If the conservative majority wants to end affirmative action altogether, further eviscerate the Voting Rights Act, water down the power of state anti-discrimination laws, or take any of the other steps that the conservatives could take in the coming weeks, they’d better be ready to defend their decision against the sort of dissent that Kagan was willing to write in opposition to her fellow Obama appointee.
That sort of power from the left, and obligation put on those on the right, could be a very good step to getting through the coming years. It could, in fact, be exactly what’s needed now.
Although those 33 cases are expected to be resolved in the coming weeks, the fact that the court — as of now — only lists five possible opinion days in no way means there will only be five more opinion days.
Based on past experience, the court would be expected to add other opinion days to the calendar, but we don’t know. This is the first term when the court has defaulted to Thursday opinion release days — likely paired with the fact that the justices’ private conference is also on Thursday. The court also could go beyond June 22 and often does go later — generally concluding before the Fourth of July — but, again, we don’t know.
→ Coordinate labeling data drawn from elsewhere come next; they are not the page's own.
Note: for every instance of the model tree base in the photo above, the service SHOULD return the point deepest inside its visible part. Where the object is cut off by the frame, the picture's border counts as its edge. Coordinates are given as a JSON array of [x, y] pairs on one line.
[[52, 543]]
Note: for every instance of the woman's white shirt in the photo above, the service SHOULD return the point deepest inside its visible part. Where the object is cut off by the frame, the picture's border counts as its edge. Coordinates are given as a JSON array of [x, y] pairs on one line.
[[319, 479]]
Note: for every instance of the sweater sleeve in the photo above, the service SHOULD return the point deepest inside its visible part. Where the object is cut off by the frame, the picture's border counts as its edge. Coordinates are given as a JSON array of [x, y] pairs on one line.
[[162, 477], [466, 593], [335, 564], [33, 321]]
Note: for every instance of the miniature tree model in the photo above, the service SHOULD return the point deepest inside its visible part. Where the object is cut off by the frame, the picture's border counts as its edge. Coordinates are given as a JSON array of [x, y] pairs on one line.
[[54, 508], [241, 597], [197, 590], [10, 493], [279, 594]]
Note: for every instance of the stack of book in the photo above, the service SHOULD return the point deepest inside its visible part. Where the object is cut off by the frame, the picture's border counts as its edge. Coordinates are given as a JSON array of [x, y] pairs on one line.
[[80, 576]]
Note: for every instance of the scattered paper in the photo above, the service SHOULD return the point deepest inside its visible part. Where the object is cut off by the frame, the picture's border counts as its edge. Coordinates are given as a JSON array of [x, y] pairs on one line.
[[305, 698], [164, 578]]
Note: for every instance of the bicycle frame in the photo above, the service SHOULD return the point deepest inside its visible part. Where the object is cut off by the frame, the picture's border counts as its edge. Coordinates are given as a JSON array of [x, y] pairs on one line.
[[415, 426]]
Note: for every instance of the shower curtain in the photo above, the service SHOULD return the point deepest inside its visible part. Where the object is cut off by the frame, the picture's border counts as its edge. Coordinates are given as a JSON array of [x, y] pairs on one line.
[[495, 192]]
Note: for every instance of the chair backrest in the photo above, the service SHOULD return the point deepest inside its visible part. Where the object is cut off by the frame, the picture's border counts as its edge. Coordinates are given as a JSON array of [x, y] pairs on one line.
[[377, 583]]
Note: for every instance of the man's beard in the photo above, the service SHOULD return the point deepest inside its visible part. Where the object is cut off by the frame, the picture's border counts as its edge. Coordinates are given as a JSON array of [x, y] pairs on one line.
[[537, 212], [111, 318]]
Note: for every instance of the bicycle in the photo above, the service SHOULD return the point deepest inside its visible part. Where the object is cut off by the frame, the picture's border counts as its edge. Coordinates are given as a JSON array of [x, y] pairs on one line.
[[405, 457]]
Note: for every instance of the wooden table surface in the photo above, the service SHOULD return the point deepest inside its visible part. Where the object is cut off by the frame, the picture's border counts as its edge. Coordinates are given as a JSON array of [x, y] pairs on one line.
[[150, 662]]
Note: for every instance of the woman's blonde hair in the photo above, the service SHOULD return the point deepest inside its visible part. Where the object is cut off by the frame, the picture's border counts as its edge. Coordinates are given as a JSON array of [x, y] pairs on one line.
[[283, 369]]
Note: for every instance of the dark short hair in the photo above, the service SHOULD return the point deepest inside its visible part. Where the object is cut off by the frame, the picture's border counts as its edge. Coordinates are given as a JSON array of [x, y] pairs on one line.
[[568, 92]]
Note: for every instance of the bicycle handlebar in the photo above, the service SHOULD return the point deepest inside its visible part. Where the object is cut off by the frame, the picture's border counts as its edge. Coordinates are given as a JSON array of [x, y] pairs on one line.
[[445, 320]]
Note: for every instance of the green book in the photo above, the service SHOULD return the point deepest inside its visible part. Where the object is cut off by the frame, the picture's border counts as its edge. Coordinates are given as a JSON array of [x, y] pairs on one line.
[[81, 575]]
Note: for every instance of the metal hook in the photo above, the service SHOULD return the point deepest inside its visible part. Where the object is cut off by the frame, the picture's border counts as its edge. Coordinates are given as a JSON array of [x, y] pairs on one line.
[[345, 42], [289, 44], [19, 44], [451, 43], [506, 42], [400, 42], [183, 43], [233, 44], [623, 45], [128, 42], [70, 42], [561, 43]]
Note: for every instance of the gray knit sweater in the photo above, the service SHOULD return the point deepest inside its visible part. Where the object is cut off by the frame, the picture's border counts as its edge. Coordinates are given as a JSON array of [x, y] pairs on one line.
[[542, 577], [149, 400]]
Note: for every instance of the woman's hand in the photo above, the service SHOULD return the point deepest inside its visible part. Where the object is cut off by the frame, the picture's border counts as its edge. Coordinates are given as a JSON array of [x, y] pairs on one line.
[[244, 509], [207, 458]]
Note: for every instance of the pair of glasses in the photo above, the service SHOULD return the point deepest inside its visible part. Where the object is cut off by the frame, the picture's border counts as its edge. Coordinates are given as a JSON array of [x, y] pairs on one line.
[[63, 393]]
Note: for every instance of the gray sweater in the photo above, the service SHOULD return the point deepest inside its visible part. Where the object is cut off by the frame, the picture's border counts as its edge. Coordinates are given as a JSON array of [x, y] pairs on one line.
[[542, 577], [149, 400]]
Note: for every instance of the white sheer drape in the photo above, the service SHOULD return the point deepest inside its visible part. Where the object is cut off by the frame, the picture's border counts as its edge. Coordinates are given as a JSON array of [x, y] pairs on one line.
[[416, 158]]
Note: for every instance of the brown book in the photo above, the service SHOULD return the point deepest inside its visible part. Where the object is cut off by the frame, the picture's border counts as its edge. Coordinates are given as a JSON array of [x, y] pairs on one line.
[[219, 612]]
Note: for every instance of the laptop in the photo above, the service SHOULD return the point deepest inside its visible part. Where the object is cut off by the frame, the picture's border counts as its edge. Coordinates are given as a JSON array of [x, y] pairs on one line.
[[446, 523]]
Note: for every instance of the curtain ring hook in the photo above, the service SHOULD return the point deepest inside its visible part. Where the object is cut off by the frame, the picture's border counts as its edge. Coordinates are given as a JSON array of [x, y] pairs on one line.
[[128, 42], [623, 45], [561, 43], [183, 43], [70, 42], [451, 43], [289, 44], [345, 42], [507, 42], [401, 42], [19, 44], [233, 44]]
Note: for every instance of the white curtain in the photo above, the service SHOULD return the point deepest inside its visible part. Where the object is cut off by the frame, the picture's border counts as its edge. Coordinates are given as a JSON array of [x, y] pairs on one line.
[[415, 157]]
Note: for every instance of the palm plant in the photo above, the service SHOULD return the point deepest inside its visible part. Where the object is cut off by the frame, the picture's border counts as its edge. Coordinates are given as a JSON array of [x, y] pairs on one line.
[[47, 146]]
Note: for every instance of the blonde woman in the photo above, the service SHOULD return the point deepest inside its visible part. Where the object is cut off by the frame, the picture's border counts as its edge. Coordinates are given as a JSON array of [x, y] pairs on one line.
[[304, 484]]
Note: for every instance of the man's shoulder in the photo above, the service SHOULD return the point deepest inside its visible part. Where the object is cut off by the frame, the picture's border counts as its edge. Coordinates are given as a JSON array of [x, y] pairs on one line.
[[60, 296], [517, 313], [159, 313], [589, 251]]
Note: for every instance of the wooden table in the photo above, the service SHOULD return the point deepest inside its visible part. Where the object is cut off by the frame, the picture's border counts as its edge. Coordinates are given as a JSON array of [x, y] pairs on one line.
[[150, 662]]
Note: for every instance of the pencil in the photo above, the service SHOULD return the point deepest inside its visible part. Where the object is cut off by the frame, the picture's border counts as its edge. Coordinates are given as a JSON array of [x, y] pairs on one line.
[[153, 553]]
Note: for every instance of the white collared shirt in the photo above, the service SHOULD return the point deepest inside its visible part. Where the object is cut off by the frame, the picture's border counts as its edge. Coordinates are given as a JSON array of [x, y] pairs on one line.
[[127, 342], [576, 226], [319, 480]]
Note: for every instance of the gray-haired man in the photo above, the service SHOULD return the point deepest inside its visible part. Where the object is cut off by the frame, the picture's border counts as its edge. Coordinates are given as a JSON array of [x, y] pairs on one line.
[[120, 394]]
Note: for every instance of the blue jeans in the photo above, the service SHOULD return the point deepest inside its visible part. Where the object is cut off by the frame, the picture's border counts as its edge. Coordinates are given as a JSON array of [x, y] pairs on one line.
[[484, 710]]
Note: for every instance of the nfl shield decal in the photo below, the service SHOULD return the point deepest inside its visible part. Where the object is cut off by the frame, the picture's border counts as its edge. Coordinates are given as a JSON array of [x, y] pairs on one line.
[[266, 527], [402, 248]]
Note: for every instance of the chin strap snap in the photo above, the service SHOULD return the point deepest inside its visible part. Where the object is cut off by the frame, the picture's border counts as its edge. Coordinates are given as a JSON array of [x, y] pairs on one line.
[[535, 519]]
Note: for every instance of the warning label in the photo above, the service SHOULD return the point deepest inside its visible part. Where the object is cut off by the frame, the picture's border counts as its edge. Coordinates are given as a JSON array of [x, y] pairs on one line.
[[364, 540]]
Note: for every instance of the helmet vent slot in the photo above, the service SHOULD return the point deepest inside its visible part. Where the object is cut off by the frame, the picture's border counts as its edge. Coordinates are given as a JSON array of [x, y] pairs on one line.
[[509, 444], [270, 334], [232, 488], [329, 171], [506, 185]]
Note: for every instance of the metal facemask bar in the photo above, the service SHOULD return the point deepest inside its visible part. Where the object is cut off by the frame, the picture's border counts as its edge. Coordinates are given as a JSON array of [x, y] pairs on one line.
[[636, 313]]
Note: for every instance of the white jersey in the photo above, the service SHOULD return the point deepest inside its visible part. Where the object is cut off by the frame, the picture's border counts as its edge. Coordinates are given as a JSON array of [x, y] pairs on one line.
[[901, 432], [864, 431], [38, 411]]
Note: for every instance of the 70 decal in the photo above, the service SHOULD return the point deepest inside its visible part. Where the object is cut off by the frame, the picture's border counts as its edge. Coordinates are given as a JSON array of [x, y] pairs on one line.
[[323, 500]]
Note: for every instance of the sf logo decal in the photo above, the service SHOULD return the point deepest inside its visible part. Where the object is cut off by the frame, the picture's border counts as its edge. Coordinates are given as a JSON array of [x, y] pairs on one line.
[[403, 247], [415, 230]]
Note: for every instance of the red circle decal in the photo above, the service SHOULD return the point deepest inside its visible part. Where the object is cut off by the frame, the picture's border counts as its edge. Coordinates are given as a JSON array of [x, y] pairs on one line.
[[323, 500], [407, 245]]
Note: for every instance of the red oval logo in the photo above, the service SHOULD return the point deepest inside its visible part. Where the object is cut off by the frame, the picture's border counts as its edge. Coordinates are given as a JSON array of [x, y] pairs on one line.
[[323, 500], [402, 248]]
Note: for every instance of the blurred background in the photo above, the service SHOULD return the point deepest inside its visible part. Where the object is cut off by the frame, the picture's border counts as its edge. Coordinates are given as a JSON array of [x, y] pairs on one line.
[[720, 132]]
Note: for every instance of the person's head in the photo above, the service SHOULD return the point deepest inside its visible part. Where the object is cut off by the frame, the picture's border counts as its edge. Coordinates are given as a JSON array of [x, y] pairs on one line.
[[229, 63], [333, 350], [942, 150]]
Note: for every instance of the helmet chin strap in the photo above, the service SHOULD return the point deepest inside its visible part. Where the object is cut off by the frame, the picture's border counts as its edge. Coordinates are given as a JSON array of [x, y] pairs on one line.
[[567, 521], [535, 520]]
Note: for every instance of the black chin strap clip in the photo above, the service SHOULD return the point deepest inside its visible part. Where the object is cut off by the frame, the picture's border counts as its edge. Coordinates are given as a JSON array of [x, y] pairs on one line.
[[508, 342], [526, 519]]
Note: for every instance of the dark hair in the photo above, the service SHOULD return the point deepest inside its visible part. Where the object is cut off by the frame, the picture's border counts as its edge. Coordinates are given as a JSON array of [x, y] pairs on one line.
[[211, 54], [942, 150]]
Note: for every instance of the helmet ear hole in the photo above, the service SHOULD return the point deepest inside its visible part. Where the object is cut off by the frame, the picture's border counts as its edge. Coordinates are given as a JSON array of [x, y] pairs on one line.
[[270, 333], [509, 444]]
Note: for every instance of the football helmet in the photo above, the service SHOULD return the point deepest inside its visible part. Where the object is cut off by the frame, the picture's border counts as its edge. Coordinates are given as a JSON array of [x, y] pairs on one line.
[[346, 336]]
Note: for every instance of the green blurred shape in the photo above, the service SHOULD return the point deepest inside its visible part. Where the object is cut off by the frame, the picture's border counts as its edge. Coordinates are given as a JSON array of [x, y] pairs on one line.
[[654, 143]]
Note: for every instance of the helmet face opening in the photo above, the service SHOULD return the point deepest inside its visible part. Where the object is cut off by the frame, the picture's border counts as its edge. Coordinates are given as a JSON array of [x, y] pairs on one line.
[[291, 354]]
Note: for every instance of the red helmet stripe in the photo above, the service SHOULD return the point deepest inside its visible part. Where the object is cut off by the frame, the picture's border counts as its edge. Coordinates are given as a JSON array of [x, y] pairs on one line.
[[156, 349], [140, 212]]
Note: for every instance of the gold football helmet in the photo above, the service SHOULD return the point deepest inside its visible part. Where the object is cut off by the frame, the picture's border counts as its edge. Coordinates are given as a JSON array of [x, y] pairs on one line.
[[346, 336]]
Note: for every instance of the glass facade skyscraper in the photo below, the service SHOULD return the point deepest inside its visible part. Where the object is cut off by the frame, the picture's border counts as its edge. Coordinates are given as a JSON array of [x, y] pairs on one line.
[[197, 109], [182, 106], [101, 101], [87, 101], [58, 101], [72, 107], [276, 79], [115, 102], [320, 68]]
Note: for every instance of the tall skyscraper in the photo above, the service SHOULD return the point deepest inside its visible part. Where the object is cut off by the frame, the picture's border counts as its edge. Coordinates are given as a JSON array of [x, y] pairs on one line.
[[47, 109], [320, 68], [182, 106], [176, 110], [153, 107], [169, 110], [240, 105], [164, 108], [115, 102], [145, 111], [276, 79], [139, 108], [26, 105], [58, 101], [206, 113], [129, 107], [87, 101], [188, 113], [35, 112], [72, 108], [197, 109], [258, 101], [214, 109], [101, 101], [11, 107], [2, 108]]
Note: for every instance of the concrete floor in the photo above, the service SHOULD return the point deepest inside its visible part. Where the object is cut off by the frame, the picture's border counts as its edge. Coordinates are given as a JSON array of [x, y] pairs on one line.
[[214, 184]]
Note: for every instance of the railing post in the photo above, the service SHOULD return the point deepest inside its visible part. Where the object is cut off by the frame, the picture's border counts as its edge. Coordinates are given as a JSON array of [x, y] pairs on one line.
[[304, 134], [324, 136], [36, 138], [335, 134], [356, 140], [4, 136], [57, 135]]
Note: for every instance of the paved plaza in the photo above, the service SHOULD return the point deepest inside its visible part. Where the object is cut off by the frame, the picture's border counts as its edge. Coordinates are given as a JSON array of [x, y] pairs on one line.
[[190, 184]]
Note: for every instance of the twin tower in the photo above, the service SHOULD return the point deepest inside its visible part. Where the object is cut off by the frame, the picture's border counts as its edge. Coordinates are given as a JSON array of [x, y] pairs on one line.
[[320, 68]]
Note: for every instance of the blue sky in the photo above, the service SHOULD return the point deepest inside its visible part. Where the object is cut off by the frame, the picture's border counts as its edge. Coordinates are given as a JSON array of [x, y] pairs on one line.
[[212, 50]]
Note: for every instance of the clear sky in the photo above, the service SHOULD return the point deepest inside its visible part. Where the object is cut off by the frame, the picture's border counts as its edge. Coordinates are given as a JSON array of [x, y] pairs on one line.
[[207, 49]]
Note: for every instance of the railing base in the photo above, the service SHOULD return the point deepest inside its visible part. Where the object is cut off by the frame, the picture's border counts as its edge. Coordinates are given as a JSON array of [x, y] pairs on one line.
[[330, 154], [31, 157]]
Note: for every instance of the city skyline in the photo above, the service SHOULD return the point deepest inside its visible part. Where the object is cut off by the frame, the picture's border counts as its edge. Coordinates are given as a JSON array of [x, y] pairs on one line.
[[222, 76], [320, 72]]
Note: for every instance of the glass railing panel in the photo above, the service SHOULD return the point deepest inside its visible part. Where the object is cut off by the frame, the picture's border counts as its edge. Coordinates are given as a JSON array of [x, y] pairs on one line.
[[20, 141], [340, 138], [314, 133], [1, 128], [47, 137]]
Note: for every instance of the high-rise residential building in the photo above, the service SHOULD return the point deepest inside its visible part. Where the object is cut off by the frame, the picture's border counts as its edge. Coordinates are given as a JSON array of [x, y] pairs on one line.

On the calendar for this Thursday, the court’s website states, “The Court may announce opinions, which are posted on the homepage after announcement from the Bench.” Aside from this week, the court’s website merely states, “The Court will convene for a public non-argument session in the Courtroom at 10 a.m.” But, each week recently, on Friday, the court has updated the calendar for the next Thursday to add the opinions language.
Yes, this is what it’s like to figure out what the court is doing at any given moment.
Many years ago (lord, more than 40!) my law review article was on fair use and parody. At the time, most--nearly all--cases denied fair use for parody AND most of the cases, perhaps all, involved fairly obscene parodies. I don't know if people just didn't object if the parody was fairly benign. My argument, as I recall, involved allowing it if the parody had a "critical purpose"--akin to a redeeming social value. (It did let me be the first to have the Law Review print the word "cunnilingus" as in "The Cunnilingus Champion of Company C," one of the cases. )
I haven't followed up to see the situation now--but I did note that one of the arguments Warhol et al used was that there use was a parody. It appears the court didn't go with that. But the use certainly didn't seem parodic in intent, so I don't know if the court actually got to the point of analyzing it AS parody.